By Nick Valencia
A Spanish-language journalist arrested while covering Saturday’s anti-Trump protest in Georgia will remain in custody through Father’s Day, as questions mount over the police response and the treatment of demonstrators on the ground.
Mario Guevara, an independent journalist with a large social media following, was livestreaming Saturday’s “No Kings” protest in DeKalb County when police arrested him. He now faces two misdemeanor charges: obstruction of a law enforcement officer and being a pedestrian on the roadway.
Video of the arrest showed riot police swarming Guevara, seizing his phone mid-broadcast, and placing him in handcuffs. The stream continued even after the phone was taken from his hands.
According to court records, Guevara was booked into the DeKalb County Jail at 4:49 p.m. on Saturday.
The DeKalb County Police Department later released a statement saying officers had given protesters “multiple warnings” to stay out of the roadway and arrested those who failed to comply. The department claimed that “no weapons were drawn during the arrest,” though body-camera footage and eyewitness video show an officer raising and racking a long gun in front of Guevara.
Those on the ground say the official version of events doesn’t match what really happened.

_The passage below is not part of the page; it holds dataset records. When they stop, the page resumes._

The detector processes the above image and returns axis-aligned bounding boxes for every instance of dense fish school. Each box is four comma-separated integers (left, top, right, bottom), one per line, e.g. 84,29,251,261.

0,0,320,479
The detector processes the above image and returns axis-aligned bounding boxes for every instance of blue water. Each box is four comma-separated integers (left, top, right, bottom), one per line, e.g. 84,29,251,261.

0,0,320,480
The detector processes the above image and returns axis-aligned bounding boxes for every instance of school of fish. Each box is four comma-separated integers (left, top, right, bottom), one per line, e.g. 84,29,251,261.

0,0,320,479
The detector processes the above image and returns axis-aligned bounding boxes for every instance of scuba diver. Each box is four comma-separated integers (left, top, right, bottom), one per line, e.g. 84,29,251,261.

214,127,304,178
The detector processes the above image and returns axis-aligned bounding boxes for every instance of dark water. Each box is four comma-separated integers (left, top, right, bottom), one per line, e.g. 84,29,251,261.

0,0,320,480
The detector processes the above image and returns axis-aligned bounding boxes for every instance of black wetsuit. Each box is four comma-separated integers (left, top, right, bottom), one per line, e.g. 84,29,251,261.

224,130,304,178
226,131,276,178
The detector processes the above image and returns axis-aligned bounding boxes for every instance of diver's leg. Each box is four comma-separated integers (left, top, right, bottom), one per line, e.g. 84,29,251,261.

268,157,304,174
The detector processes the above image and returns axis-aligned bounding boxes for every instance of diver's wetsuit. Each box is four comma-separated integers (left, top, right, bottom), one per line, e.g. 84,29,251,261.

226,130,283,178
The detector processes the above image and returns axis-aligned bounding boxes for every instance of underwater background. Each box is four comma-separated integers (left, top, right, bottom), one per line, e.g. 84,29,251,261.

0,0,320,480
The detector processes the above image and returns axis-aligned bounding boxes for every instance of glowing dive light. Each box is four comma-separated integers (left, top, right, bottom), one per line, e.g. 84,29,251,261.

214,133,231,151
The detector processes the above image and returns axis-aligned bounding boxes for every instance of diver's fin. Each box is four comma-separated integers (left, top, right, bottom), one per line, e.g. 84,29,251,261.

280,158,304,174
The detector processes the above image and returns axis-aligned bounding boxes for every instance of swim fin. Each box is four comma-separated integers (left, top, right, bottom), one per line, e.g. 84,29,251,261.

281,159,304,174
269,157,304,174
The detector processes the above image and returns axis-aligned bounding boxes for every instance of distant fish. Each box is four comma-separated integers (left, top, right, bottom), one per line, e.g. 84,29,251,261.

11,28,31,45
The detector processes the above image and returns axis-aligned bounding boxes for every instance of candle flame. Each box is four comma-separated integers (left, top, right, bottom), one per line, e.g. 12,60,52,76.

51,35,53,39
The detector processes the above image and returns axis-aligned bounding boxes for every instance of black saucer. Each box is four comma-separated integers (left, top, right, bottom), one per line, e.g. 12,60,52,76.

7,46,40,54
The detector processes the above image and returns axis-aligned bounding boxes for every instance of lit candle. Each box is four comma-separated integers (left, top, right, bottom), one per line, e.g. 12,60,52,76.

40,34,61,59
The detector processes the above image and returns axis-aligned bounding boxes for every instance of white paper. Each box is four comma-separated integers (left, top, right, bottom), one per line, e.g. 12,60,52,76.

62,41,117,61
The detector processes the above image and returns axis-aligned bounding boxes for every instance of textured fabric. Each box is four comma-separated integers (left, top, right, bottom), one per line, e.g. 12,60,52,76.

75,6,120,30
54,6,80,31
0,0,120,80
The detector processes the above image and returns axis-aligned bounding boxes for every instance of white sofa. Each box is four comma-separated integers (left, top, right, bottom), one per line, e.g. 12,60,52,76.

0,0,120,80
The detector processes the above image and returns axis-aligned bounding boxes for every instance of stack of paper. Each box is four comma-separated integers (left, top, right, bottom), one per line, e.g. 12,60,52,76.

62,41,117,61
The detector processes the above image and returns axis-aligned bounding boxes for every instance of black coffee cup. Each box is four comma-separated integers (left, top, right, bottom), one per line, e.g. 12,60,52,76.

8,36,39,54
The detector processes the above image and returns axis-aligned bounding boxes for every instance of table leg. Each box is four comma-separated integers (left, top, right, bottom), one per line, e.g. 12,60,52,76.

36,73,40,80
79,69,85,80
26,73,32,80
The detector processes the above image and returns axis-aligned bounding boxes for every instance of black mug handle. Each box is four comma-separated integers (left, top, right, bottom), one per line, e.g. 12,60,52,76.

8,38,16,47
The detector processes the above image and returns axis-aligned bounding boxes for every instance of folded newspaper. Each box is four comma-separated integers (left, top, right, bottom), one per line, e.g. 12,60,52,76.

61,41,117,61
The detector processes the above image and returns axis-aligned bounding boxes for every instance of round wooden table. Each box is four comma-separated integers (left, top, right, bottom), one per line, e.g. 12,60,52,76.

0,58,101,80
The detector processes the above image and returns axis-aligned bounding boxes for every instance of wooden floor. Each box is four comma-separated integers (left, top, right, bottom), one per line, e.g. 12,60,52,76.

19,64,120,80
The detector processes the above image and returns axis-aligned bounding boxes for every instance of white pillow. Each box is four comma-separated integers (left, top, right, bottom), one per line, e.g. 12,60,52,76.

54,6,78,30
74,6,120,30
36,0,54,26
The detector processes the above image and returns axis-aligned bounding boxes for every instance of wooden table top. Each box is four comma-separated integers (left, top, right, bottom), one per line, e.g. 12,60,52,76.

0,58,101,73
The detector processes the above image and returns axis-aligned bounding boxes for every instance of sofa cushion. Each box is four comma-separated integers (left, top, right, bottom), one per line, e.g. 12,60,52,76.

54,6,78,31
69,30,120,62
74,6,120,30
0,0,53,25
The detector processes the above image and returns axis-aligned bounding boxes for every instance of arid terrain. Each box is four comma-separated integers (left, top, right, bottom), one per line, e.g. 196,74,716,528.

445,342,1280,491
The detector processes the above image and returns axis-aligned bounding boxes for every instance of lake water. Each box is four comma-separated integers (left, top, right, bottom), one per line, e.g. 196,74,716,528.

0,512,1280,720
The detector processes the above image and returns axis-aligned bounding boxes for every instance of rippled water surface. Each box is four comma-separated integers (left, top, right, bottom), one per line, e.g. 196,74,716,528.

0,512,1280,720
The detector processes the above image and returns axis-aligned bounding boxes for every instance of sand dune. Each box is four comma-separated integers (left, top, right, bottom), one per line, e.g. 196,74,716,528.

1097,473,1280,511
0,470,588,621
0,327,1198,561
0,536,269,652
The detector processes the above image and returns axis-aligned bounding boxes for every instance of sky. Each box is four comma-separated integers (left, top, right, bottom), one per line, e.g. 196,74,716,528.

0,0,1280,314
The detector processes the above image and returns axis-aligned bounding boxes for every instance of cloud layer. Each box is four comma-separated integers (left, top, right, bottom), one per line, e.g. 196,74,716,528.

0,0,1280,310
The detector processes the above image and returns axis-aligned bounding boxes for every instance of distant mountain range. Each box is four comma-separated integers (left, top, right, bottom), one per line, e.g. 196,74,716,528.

“I was towards the front of the line when we started marching,” said one journalist who witnessed the escalation. “Initially DeKalb police gave us the green light to march on Chamblee Tucker Road. We marched up to where you can turn onto I-285, but we never had any intention of walking on the highway.”
The eyewitness said the group stopped at a traffic light and remained peaceful for nearly 15 minutes, chanting. Organizers moved through the crowd encouraging calm. Then came the shift.
“One of the organizers on the mic told us, ‘Hey guys, we will continue to march but let’s just move over to the sidewalk.’ We all moved to the sidewalk by the gas station—and then DeKalb police started to push and pull us,” she said.
She described a chaotic scene in which officers, despite the group’s compliance, used force to shove demonstrators into a confined space behind a gas station. “Not once but three times they cornered us at the back of the gas station, where we were stuck against a fence. Many of us were coughing, struggling to breathe, our bodies and faces burning from the gas. There were kids in the crowd I was in, and yet they kept going.”
She said volunteer medics eventually helped some climb over the fence to escape. “No one was in the street—we were on the sidewalk,” she said. “The police started throwing gas again into the parking lot where the Planet Fitness is located. It kept going until my group, which included my sorority sisters, decided it was getting out of hand.”
The law firm representing Guevara, Díaz & Gaeta, said in a statement it is “taking all measures to defend Mr. Guevara and protect freedom of speech as provided by the First Amendment,” adding, “It has come to our understanding that the reporter Mario Guevara was arrested recently … for merely videotaping the protests.”
Guevara remains in jail awaiting his next court appearance. His attorney declined to comment further.